Create a (slurm) cluster with different job submission parameters

We submit jobs to Slurm as described here Example Deployments — Dask-jobqueue 0.8.2+2.gef45c0e.dirty documentation and it works fine in our environment.

However we would like to balance the need of using more computing resources (which we have) while playing nice with other users. A good way to do that would be to submit to a pre-emptable queue, so our gazillion dask jobs will run only as long as there isn’t anything more urgent pending.
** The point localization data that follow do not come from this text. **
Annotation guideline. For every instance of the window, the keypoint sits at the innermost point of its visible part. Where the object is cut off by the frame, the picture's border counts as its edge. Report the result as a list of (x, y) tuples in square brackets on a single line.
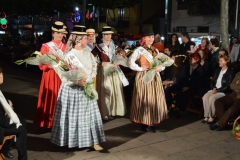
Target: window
[(182, 5), (204, 29), (181, 29)]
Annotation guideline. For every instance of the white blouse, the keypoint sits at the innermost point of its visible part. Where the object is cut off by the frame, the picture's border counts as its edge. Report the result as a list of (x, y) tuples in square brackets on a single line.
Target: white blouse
[(89, 62), (108, 50), (219, 80), (136, 55)]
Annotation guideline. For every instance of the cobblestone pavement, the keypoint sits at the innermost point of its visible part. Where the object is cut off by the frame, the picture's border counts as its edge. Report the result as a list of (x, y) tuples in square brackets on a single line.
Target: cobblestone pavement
[(185, 138)]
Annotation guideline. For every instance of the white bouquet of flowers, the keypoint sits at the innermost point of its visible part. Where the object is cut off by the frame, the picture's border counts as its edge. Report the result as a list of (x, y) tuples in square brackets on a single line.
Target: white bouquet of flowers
[(159, 60), (62, 67), (118, 58)]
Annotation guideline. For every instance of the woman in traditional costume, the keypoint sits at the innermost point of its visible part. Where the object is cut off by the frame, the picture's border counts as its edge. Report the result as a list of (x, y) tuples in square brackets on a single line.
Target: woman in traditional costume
[(50, 82), (77, 121), (91, 38), (148, 102), (110, 87)]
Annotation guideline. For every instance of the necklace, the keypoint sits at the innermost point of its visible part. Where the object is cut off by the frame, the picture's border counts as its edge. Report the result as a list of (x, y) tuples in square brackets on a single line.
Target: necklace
[(152, 51)]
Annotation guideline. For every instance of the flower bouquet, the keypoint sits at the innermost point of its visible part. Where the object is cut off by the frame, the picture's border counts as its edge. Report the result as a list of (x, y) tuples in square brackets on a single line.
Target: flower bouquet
[(236, 129), (62, 67), (119, 58), (159, 60)]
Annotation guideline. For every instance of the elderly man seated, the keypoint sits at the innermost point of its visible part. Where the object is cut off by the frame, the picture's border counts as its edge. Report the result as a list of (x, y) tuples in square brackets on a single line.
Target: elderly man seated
[(11, 124), (228, 107)]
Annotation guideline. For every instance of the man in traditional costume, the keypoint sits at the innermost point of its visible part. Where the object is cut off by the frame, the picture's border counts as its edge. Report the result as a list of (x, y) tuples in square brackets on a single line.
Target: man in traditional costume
[(148, 102), (110, 87)]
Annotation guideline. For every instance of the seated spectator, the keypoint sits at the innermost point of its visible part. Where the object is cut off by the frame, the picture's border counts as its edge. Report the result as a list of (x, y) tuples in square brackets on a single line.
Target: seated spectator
[(220, 86), (194, 84), (174, 43), (204, 61), (187, 44), (213, 57), (12, 124), (228, 107), (204, 46), (175, 83), (167, 51), (158, 44), (233, 41), (125, 43), (222, 52)]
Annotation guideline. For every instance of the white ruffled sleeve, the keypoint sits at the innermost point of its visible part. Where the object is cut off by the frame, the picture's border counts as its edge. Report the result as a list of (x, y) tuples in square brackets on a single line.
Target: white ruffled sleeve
[(132, 60), (94, 68), (64, 80)]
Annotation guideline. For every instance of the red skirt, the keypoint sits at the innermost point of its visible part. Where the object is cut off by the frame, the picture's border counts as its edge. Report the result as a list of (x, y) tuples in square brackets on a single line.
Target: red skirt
[(47, 99)]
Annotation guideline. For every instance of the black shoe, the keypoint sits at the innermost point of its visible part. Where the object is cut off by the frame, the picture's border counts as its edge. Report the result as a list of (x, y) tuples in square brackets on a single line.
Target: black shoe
[(213, 122), (7, 154), (143, 127), (177, 113), (150, 129), (214, 126), (219, 129)]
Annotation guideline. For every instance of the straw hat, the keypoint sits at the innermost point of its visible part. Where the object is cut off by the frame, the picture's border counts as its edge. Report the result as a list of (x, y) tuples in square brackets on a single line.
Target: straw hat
[(77, 29), (148, 32), (107, 30), (65, 27), (58, 27), (91, 31)]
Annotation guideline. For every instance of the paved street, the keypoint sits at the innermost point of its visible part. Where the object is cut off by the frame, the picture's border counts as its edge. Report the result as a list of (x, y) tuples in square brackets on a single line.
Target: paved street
[(185, 138)]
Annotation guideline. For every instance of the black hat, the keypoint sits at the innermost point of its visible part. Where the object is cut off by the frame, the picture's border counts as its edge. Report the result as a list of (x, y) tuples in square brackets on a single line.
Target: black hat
[(148, 32), (77, 29)]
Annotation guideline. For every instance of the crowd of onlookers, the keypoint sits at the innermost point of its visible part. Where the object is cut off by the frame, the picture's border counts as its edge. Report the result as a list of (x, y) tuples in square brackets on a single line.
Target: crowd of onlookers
[(207, 71), (14, 47)]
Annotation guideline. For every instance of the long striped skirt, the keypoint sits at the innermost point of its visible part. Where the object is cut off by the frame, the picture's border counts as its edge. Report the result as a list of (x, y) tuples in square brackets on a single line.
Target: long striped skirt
[(148, 102), (77, 120)]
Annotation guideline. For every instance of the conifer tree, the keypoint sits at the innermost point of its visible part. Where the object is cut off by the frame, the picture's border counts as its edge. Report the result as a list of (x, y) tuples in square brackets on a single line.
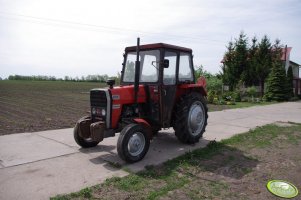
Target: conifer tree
[(277, 82), (290, 79)]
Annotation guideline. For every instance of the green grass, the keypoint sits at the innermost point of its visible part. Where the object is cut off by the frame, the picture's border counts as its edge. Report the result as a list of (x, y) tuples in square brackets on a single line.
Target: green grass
[(212, 107), (182, 172)]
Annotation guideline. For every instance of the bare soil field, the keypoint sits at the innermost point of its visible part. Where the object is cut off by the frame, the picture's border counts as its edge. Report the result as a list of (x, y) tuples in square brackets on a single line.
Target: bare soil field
[(27, 106)]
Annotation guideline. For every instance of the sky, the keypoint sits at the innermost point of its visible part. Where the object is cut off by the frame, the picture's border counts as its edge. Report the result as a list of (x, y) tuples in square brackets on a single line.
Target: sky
[(78, 38)]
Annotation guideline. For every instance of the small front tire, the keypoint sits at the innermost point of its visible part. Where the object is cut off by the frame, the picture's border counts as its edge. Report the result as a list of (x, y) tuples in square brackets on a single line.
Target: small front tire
[(83, 142), (133, 143)]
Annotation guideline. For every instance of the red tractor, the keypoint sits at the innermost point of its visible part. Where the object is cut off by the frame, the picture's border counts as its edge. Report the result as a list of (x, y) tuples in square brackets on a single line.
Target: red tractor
[(157, 90)]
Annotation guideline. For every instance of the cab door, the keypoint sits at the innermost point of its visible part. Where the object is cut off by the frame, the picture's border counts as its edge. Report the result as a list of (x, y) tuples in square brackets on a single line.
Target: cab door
[(168, 88)]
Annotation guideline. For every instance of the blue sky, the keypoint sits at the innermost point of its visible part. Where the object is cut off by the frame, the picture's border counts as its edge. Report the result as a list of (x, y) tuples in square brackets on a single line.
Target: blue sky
[(77, 38)]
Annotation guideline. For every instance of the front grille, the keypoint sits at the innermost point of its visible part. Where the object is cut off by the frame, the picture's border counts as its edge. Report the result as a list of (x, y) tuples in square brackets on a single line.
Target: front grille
[(98, 98)]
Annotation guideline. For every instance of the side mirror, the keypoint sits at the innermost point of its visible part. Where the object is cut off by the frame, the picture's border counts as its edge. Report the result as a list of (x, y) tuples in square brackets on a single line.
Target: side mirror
[(111, 82), (165, 63)]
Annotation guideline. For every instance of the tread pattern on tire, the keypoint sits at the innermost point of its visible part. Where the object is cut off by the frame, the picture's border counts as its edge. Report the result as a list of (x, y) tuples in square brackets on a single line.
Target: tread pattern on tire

That also works okay, however it has the drawback that sometimes all the gazillion jobs are pre-empted and there is no progress anymore.

It would be fantastic if we can submit a dask cluster with some job in a queue (non pre-emptable), guaranteeing progress, albeit at a slow pace – and at the same time, as part of the same dask cluster, having many more jobs in the preemptable queue (which is otherwise identical to the regular queue) to take advantage of additional computing resources.

Is this at all possible? From the documentation it appears it’s not, but I’d think that should be a common use case so perhaps we’re missing something? We can have slurm configured differently if that helps.

I’ve seent his done with dask-mpi but not with dask-jobqueue.

With Dask MPI you can submit two jobs, one with a scheduler and one without (workers connect to the first scheduler). That way you can choose different queues. However Dask MPI doesn’t support things like scaling so if that’s important to you then that might not be a good route for you.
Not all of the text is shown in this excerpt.